If your data is exposed in an unsecured database, experts say you have to treat the situation the same way you would if the data had been stolen. 

"You need to engage proactively in minimizing your risk," said Eva Velasquez, president of the Identity Theft Resource Center.

Medical service provider Tu Ora Compass Health said the same thing to nearly 1 million patients when it revealed that its poorly configured website had exposed patient health insurance data. Patients should "assume the worst" and act as though hackers had accessed the data, the company said.

What's the worst that can happen? Stolen information makes it easier for identity thieves to pretend to be you. When combined with what you share on social media, for example, your medical record number could allow someone else to use your health insurance.

The Identity Theft Resource Center hosts a service called Breach Clarity that helps you decide what steps to take after your data is compromised. The advice depends on what kind of information was involved.

If your log-in credentials are exposed, you'll want to reset your passwords. If it's your Social Security number, you'll want to watch your credit report for signs that someone's opening up new lines of credit in your name. You may also want to consider freezing your credit. 
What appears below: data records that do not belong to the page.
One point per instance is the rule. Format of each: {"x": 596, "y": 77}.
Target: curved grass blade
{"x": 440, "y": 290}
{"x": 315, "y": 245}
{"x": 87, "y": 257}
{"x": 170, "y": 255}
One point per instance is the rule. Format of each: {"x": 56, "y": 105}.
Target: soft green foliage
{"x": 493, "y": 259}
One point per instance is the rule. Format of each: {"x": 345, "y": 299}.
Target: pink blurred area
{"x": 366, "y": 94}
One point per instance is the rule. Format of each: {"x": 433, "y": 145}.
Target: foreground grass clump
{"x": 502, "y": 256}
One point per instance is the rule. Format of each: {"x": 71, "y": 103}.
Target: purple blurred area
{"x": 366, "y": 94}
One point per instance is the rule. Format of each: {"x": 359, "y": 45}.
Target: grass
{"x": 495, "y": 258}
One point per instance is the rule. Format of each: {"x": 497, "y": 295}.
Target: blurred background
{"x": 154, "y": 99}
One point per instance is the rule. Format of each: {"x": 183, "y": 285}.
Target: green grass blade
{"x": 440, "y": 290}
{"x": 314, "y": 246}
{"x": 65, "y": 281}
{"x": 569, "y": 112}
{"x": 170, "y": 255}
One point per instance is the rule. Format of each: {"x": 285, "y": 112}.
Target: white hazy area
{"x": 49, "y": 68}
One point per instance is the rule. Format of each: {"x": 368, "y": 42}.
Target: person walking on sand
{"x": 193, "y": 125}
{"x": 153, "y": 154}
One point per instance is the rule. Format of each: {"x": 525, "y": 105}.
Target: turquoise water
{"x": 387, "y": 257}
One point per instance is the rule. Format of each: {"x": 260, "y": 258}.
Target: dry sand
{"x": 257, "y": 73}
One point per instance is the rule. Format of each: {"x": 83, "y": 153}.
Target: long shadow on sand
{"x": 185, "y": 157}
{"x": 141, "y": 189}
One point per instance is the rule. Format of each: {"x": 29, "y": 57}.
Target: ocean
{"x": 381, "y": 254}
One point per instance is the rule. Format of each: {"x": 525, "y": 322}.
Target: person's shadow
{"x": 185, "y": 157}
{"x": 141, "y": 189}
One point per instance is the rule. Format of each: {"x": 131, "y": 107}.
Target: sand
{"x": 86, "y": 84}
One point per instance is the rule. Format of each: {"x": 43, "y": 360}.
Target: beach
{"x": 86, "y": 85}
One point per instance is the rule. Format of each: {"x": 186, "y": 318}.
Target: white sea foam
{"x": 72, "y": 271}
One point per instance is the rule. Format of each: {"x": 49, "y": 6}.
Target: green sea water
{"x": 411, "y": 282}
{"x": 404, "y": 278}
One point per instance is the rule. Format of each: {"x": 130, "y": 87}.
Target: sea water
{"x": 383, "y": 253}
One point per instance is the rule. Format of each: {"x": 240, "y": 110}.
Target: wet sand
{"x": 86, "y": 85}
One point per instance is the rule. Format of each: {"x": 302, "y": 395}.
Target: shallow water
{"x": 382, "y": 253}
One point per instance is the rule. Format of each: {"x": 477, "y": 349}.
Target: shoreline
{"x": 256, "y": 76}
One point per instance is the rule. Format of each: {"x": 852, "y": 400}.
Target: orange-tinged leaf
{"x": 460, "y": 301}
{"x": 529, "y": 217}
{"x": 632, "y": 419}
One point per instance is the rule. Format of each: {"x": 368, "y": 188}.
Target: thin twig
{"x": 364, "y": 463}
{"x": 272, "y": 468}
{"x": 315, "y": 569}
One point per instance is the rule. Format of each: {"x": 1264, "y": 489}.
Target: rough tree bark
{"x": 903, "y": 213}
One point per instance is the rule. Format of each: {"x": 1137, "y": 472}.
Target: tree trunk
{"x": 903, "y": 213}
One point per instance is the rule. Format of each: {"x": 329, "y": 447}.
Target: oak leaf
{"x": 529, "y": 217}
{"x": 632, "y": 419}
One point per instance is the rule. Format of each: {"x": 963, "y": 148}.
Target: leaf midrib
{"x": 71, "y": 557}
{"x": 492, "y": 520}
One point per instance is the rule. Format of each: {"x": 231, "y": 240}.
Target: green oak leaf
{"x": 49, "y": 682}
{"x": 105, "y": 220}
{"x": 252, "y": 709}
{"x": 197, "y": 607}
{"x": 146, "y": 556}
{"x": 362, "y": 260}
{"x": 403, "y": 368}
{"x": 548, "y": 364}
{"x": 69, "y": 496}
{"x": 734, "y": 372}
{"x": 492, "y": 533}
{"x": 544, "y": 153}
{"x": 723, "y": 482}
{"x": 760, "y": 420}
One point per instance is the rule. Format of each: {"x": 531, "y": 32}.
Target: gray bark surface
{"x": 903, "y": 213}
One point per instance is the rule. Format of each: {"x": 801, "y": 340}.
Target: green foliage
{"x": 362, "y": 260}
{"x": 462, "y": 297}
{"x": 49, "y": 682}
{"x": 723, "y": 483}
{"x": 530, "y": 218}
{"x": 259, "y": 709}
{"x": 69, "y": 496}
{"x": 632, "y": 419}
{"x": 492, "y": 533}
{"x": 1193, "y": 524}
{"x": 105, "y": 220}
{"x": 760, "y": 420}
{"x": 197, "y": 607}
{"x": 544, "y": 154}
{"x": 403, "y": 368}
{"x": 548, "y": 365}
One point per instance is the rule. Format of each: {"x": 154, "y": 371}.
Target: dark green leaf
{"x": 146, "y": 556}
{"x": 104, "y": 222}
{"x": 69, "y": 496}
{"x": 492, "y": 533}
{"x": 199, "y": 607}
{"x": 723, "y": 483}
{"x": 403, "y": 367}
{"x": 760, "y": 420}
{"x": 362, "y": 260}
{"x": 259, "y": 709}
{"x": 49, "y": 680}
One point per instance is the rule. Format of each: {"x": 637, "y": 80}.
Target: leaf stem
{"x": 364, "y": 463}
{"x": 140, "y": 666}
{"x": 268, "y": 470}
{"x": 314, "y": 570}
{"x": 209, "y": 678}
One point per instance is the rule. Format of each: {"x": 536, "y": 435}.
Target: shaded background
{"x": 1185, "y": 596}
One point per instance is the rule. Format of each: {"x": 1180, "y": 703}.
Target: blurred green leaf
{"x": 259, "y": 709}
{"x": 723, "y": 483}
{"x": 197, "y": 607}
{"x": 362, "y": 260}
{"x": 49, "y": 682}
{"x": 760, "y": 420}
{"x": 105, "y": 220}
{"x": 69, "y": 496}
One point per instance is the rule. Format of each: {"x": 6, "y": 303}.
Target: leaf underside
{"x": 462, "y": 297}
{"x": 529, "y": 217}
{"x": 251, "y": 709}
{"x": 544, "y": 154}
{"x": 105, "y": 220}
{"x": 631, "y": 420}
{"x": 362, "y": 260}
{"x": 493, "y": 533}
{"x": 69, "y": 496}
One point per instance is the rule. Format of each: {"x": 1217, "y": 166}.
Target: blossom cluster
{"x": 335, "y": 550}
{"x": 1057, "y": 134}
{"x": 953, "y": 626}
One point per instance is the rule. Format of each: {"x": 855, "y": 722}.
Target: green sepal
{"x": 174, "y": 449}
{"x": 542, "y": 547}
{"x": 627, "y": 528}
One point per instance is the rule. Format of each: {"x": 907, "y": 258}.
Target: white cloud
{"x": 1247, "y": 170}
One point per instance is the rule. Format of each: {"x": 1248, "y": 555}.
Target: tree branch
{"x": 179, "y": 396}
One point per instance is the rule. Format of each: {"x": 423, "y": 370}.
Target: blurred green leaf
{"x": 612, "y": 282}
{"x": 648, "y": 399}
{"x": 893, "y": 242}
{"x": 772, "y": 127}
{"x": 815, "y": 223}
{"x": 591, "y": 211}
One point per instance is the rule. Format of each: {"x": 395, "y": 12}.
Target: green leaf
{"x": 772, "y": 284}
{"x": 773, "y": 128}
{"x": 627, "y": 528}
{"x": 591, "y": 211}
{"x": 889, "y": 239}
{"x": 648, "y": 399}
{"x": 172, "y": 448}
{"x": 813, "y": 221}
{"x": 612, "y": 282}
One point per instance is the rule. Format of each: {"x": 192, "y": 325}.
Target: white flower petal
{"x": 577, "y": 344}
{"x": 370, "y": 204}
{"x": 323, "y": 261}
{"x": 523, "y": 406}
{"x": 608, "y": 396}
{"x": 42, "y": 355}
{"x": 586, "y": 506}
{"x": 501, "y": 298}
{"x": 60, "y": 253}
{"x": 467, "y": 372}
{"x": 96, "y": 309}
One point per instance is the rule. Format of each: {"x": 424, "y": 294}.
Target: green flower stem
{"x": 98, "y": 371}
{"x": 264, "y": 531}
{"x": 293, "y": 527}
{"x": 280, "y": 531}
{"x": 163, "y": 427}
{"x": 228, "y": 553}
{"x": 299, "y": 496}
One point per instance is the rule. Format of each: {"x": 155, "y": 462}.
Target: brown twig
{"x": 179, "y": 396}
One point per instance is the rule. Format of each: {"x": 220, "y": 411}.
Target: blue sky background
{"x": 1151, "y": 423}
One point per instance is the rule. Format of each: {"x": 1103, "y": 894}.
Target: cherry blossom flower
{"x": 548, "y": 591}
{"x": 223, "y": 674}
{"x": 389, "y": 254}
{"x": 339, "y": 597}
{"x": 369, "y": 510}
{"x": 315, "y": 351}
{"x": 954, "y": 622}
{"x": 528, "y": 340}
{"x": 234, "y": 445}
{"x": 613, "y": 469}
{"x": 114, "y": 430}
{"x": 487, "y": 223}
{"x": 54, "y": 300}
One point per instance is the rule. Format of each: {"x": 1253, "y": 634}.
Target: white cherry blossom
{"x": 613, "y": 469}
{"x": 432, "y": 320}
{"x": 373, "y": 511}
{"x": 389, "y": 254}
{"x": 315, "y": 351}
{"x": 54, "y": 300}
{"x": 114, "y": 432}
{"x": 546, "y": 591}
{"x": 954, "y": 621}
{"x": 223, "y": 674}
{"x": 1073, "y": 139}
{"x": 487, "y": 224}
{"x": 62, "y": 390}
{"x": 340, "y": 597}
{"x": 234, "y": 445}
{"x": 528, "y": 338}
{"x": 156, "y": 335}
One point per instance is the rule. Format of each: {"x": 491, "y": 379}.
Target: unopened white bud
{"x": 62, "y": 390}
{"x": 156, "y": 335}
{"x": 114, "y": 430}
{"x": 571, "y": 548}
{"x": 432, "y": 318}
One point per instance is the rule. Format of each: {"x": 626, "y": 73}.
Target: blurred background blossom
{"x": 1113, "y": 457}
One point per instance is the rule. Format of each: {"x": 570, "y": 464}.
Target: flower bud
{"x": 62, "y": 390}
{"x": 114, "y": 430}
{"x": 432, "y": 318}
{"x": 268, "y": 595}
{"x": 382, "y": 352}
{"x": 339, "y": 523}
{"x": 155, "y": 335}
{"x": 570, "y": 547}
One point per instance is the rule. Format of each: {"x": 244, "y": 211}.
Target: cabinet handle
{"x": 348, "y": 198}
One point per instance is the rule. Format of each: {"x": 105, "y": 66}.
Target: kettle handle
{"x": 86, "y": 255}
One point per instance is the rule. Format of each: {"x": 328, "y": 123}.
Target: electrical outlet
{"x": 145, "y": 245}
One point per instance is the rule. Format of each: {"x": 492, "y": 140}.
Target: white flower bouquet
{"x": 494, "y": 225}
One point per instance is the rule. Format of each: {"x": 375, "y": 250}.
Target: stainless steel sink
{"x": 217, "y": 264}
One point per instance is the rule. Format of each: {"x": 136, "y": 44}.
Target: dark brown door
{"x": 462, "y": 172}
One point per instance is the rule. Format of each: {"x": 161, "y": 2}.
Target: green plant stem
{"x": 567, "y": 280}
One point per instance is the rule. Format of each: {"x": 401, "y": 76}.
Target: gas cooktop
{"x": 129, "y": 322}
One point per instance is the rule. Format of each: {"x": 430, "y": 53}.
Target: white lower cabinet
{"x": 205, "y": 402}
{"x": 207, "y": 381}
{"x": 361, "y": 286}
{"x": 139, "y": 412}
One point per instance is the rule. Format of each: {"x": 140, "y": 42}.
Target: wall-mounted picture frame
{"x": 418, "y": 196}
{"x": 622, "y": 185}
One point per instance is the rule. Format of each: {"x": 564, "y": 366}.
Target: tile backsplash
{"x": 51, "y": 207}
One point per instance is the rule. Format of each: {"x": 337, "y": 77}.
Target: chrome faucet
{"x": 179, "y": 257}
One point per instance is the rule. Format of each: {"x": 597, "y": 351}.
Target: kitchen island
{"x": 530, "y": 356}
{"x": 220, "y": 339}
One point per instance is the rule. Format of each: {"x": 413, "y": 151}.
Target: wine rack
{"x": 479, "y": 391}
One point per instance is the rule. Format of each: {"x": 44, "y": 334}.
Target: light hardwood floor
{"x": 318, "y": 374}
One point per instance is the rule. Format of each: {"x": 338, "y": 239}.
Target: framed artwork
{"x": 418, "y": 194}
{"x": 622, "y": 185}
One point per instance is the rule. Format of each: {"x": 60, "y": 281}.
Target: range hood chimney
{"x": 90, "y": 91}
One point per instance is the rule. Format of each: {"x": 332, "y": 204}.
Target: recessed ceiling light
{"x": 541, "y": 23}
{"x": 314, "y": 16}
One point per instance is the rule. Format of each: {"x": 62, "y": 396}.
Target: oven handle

And if it's payment information, you'll want to look for unusual charges on your credit card statement and consider requesting a replacement card.

Patching the leaks

How many exposed databases are out there right now is an open question, in part because only a relatively small group of security researchers are searching for them. Some of those researchers treat the hunt, which usually involves manually sifting through search results from directories of cloud servers and any other device connected to the internet, as a hobby rather than a job. Others do it professionally, and security companies are building automated tools to find exposures.

That means we'll be hearing about them on a regular basis in the coming year.